The tool will provide information about when bacterial or fungal infections are likely to respond to a specific drug.
“Antimicrobial resistance remains one of our most pressing public health challenges. While we’re continuing our policy efforts to encourage the development of new drugs and limit the use of antibiotics in livestock, we also need to take new steps to encourage more appropriate use of these treatments in patient care,” said FDA Commissioner Scott Gottlieb, MD, in a statement. “When you’re treating critically ill patients, you want as much information as possible about the pathogen your patient is fighting and the susceptibility of that pathogen to various treatments. Prescribing a drug that’s only going to be met with resistance from the bacteria or fungus it’s intended to treat doesn’t help that patient, and it has broader public health consequences that cannot be ignored.”

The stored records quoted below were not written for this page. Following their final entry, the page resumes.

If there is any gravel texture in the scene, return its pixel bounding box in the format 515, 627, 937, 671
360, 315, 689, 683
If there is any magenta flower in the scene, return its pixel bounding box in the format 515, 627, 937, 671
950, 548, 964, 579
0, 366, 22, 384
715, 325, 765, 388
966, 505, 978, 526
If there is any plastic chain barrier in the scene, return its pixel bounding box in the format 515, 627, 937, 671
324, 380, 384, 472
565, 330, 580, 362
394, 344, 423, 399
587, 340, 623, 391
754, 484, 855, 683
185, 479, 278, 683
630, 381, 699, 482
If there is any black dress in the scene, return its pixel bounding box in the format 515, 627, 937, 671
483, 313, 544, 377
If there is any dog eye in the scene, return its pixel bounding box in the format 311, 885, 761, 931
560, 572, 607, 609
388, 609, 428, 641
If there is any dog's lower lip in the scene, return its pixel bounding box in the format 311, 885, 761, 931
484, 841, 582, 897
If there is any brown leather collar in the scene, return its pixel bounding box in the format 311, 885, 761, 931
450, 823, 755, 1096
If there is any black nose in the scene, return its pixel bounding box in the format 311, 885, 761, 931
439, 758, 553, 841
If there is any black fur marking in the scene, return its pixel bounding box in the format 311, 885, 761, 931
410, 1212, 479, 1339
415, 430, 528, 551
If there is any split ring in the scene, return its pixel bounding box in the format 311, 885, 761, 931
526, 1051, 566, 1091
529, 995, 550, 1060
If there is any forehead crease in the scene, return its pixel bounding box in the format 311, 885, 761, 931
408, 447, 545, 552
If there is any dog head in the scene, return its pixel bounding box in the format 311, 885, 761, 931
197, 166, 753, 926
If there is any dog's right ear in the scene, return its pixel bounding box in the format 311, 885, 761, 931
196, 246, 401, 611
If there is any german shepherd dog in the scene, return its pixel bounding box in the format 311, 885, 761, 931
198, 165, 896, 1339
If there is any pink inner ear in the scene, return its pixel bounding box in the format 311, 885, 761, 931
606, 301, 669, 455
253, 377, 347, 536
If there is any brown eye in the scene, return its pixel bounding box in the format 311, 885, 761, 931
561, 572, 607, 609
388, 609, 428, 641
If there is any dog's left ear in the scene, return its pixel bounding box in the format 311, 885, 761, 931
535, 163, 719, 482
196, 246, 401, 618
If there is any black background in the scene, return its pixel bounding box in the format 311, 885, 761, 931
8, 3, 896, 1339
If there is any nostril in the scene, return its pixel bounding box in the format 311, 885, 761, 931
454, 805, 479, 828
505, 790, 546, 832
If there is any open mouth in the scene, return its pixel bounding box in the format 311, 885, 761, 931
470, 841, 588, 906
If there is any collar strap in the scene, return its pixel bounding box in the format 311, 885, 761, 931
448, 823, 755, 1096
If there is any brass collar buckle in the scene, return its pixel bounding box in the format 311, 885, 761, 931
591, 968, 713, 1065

Physicians can use antimicrobial susceptibility test (AST) results to help choose an appropriate antibacterial or antifungal drug to treat a patient’s infection. These tests rely on criteria—called susceptibility test interpretive criteria or “breakpoints”—that help determine whether a specific bacteria or fungi are susceptible to antibacterial or antifungal drugs. Bacteria and fungi change over time, which may result in decreased susceptibility to some drugs. When this occurs, breakpoints may need to be updated.
Previously, each drug manufacturer updated its drug labeling with new breakpoint information, which had to be reviewed and approved by the FDA on a case-by-case basis. Only after the revised drug labeling was approved could a device manufacturer of a corresponding AST update its testing criteria and labeling for its AST. The FDA said this created unnecessary delay, since each individual drug and device labeling had to be updated whenever breakpoints changed.
Congress included the new approach as part of the 21st Century Cures Act. The FDA will now simultaneously update the breakpoints for multiple drugs that have the same active ingredient and share that information via a dedicated FDA web page that will list FDA-recognized breakpoints. Standards development organizations will develop the breakpoints. The FDA retains full authority to accept a standard in whole or in part, or to establish alternative breakpoints. In addition, companies can submit data to support alternative breakpoints, if they disagree with the recognized standard.
Drug manufacturers will have to update their labeling to reference the FDA web page containing the breakpoint information. They will no longer have to continuously update their labeling with new breakpoint information. The FDA also issued guidance on how companies should update their labeling on breakpoints to point to the information online generated by the agency.